True enough. But for the Irish to be successful, they need to have more than two offensive contributors. Senior Ryan Ayers showed a little more spunk, scoring 11 points on four-for-eight shooting, but starting forward Zach Hillesland was scoreless (all three of his shots were blocked) and Luke Zeller had as many fouls as points (five) in 16 minutes.

"Those guys," Brey said, referring to Hillesland and Zeller, "have to play well. We need them. I thought we would get a couple more baskets from (Zeller) today."

Syracuse led 42-35 at the half, extended to 56-40 with 14 minutes left. But with McAlarney and Harangody combining for 21 of next 29 points, it was a 74-69 contest with 5:55 remaining.

"One or two more stops," Brey said. "We just couldn't get them."

Flynn hit a floater, then got loose for an uncontested lay-up off an in-bounds pass. And the game slipped away for good after Flynn scored a transition hoop off a Hillesland turnover with just under three to play, restoring the lead to 10.

At about this time, the Syracuse student section launched into a "Just Like Football" chant. It was the final indignity.

While the last two seasons have been "feel goods" the Irish are now dealing with underachievement. Notre Dame scored no points in the final five minutes of regulation in its loss to Louisville Monday, and was outscored 19-5 in the final 5:12 of this one.

"In these frenzied atmospheres we've been in, we talked about how you can't let that speed you up," said Brey. "But it's easier to say that in the locker room. We have to be better. We have to get low-post feeds more consistently."

The Irish have to improve because it doesn't get easy any time soon. After a week off, the Irish host No. 4 Connecticut Saturday and No. 14 Marquette on January 26.
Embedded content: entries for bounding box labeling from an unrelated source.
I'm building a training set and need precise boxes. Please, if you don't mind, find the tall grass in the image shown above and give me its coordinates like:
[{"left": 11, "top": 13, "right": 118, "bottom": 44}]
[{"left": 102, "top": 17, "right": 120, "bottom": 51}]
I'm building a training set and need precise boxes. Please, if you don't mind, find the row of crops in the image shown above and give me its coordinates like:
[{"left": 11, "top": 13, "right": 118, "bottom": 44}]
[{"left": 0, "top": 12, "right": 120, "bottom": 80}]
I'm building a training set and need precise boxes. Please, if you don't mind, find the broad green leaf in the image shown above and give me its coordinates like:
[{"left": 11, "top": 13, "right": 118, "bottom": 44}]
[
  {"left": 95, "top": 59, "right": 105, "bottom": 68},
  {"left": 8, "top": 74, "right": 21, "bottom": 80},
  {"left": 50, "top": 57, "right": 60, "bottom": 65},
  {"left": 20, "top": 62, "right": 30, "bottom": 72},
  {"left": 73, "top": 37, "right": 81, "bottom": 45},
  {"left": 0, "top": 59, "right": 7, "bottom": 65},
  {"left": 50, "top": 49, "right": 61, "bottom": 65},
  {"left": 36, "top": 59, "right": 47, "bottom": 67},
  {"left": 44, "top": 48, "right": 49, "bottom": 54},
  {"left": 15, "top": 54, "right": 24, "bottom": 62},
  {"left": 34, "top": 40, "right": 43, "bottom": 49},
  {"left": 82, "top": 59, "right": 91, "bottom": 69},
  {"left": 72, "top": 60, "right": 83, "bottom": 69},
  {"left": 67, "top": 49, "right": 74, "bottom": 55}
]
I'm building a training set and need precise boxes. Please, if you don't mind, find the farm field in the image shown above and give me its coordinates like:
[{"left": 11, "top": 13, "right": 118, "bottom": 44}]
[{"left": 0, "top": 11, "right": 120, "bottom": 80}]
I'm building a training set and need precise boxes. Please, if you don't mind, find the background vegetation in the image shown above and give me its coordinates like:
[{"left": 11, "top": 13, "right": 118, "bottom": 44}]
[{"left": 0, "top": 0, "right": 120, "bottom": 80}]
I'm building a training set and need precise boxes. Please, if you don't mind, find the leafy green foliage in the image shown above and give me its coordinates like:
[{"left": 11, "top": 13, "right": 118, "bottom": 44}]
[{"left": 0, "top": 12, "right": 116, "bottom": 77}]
And those are teams that, at least so far, haven't blinked on the road. Heading into Saturday play, the top five teams in the Big East thus far (Pittsburgh, Connecticut, Marquette, Louisville and Syracuse) are a combined 15-1 in conference road tilts.

"You just have to laugh about it," Harangody said, talking about the quality of the Big East. "You can't get stressed out. And you have to get better."